As a university faculty member she has published numerous journal articles and book chapters on homelessness, health and human rights. Her literary non-fiction essays have appeared in the The Sun, Oberlin Alumni Magazine, Silk RoadUniversity of Iowa’s Examined Life, and Johns Hopkins Public Health Magazine, Pulse magazine and Intima: A Journal of Narrative Medicine. She received the Zola Prize in the 2010 Pacific Northwest Writer’s Association Literary Contest for an essay entitled “Gone South,” published in Silk Road (Winter/Spring, 2011). An excerpt/reprint of “Gone South” was published in the University of Iowa‘s The Daily Palette. She has completed a book manuscript entitled Catching Homelessness, a narrative nonfiction account of her work as a nurse practitioner providing health care for homeless people while navigating her own passage through homelessness. An essay “Next of Kin” based on a chapter from Catching Homelessness is included in Creative Nonfiction’s anthology I Wasn’t Strong Like This When I Started Out: True Stories of Becoming a Nurse (Lee Gutkind editor; In Fact Press, 2013). She’s at work on her second literary nonfiction book project, this one on homelessness and Skid Road in Seattle. She has received a Hedgebrook writing residency for 2014.
Who I am in first person (also known as Artist Statement): I was born and raised at Camp Hanover, outside of Richmond, Virginia. The 600-acre camp was the first racially integrated children’s summer camp in the South. The land I grew up on was the site of two of the bloodiest battles of the Civil War. I went to school with the son of the Grand Dragon of the Klu Klux Klan, and dated men with gun racks in their pick-up trucks, Jack Daniels in their flasks. The land and the shadows of the South formed me; they infuse my writing.

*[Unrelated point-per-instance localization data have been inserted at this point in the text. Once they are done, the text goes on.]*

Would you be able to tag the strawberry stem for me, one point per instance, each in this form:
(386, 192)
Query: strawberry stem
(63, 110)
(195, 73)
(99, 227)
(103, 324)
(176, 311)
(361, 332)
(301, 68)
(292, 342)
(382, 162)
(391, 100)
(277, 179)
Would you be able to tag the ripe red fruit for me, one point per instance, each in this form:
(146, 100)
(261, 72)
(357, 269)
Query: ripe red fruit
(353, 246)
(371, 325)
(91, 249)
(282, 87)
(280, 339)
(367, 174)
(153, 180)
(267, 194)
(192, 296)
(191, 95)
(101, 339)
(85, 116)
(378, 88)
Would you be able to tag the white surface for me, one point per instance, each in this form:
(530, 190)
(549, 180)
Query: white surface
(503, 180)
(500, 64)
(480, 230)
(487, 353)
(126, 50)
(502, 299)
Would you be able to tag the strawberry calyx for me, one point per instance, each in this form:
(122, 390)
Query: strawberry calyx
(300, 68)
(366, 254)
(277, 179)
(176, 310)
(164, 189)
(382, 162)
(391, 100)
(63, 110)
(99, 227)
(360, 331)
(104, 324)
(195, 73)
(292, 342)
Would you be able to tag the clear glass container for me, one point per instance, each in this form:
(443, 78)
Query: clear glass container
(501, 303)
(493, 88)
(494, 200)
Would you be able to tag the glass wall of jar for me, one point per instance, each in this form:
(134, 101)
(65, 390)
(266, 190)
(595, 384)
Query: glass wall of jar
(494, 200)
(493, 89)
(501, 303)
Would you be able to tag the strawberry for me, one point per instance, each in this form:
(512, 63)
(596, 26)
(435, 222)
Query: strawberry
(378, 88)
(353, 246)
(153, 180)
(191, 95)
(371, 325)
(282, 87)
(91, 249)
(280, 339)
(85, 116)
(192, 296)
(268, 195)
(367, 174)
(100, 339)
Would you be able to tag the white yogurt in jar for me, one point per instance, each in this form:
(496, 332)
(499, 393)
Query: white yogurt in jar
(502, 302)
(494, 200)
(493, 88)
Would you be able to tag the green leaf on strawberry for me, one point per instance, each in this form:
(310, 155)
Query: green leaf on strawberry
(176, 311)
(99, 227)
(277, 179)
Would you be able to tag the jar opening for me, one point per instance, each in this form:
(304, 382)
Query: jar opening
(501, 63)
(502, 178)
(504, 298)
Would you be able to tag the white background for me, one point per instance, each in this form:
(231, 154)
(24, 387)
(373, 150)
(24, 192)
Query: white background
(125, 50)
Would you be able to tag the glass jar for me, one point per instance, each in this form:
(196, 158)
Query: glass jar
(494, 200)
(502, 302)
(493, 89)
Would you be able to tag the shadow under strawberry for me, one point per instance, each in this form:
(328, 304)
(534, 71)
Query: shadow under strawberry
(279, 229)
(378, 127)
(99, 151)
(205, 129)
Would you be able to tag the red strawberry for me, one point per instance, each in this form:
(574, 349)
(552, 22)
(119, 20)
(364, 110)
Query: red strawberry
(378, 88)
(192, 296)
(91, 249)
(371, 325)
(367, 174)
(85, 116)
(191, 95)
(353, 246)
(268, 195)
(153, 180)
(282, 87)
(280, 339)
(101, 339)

As a Southern woman, writer, and nurse, I write about topics and lives lived at the margins of society. My goal in writing is to cultivate empathy leading to action, to be a voice for change. I mainly write narrative or literary nonfiction with an advocacy edge. Through my writing, I challenge common stereotypes of people who are homeless, of people who are marginalized. I challenge common stereotypes of nurses. I strive for an intelligent, critically thinking—sometimes provocative—nursing voice. I hope to help humanize health care through narrative advocacy.
- Note on my personal blogging ethical code: I blog as if my mother were reading every word I write. If you knew my mother, you would understand that this is a much higher ethical code than any existing blogger’s code of ethics (cyberjournalist.net has a good one).
- University Big Brother and Big Sister would like me to state the following: “This is a personal website, produced in my own time, on my own computer, and solely reflecting my personal opinions. Statements on this site do not represent any past, current or future employer, or any other organization with which I may be affiliated. All content is copyrighted.